A Sense of Perspective

After 30 minutes of scudding over the desert tundra we crested a rocky bluff and the ground fell away vertiginously into the Grand Canyon. The whole grandeur of one of the seven natural wonders of the world lay below us. The tiers of soft rock falling rapidly down the 1 mile drop into the Colorado River which snaked off into the distance, giving us just a glimpse of its 277 mile length. Wow.

A sense of perspective can be difficult to achieve, and this particular one was costing us $300 each, but it was unique and we could not have achieved it any other way.

After following the Colorado for a few minutes, the helicopter started to descend towards what looked like a tiny landing area. Finally it banked dramatically, and battling the crosswinds, finally settled on the rocky shelf. We scrambled out and looked around us dazed. Suddenly we were very small and the canyon was huge, towering above us and entirely surrounding us. We could no longer see the overall topography, but were stumbling over stones, with our feet slipping on the red rubble that was testament to the erosion that had created the canyon.
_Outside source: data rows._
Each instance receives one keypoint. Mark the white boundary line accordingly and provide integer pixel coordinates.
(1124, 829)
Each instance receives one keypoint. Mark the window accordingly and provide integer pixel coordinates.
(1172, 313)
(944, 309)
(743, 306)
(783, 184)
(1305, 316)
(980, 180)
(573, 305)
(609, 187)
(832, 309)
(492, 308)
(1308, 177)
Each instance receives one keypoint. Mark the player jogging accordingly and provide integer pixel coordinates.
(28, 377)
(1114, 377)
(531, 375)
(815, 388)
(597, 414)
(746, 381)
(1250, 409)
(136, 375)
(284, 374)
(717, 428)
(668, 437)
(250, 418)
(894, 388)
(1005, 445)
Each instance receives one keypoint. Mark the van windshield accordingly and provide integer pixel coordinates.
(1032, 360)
Now we were amongst beautiful desert plants with bright yellow and blue flowers. Cacti were dotted all around.  Below us was the Colorado: huge, mud red, and lazily boiling as it swept around the corner and disappeared from view.
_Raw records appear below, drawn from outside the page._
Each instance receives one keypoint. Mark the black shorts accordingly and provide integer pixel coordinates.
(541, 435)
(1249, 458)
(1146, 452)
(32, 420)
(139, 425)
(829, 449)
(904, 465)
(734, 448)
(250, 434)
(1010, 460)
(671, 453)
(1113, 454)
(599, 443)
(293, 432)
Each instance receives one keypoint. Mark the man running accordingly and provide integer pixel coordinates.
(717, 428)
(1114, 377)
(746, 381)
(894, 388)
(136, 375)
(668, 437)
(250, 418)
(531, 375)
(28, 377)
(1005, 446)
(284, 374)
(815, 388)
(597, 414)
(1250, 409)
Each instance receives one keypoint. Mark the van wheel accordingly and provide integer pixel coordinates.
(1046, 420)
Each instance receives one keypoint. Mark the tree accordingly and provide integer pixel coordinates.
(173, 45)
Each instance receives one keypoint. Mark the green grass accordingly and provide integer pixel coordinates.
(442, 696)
We’d spent the week in the special weirdness that is Las Vegas at the National Association of Broadcasters annual tradeshow and jamboree, something I’ve been attending for over 20 years.  Over the years I’ve worked with many of the people in the industry. I’ve learnt the specialist language and know my H.264 from my 1080p and my VANC from my OpenEXR. That level of experience, that deep immersion in an industry, is hard won and gives you a particular perspective.
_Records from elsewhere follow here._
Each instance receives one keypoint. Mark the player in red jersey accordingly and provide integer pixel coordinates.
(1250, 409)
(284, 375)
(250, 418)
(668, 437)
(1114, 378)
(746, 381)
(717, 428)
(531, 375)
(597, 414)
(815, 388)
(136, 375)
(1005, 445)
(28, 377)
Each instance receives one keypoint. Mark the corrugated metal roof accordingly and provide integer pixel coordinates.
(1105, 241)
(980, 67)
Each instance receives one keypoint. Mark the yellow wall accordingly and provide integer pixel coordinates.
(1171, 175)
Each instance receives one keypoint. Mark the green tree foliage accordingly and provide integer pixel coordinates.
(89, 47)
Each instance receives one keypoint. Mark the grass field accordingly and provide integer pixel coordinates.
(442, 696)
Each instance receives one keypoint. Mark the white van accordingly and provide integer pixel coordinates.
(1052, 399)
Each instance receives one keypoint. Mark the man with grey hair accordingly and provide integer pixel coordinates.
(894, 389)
Like the view from the bottom of the Grand Canyon, it took a lot of effort and time to acquire this perspective and only a few people (ok, a few hundreds of thousands in the case of the case of the film & TV world) gain it.

But, it is a very particular perspective, and once attained it can then be difficult to imagine other perspectives, or even that they might exist.

Standing deep in the canyon the walls looked absolutely insurmountable, it was easy to believe that no one could ever make it down on foot. I’ve not seen the canyon from the perspective of standing against its walls, halfway down and if I didn’t know that there were paths, and that people regularly take donkey rides down them, I might never have even thought that perspective was attainable.

In business we tend to value the perspective of technical knowledge and experience, we tend to undervalue alternative perspectives. That is a shame because one is not better than the other, just different. If I was rafting down the Colorado, I’d sure want that close up experienced view of the river, but can recognise that another perspective could warn me of unexpected dangers ahead.

What we tend to lose in acquiring that specialist knowledge is the ability to challenge it and the status quo. We lose the simple ability to ask childish questions. We tend to accept answers, and the “way things are” as insurmountable as the walls of the canyon. Sadly, it is those challenging questions that lead to innovation and disruption. So those that are unable to ask them are as doomed as the dinosaurs.

Experience Naivety
Understand the terminology and detail Gloss over the details that they don’t understand
Anticipate barriers to adoption and the classic “we’ve tried that before” Runs straight at the barriers because they don’t see them (and maybe they don’t exist).
Understanding how things got to this level of weirdness “that’s just the way it is” “That’s dumb” – see that there must be a better way to do things
Knowing almost everyone and being able to contact them Seeks out the best talent they can and often from outside the industry
Know how we got here Know where we could be going

It’s not all good of course, you need both, and you need to be careful. Remember what happened to Trin Tragula’s wife? She told him he needed “to have a sense of perspective”, so he invented the Total Perspective Vortex to annoy her. When she experienced it, the shock of seeing herself in relation to the rest of the universe instantly annihilated her brain. Trin Tragula had discovered that the one thing that a person cannot afford to have in a universe this size is a sense of perspective.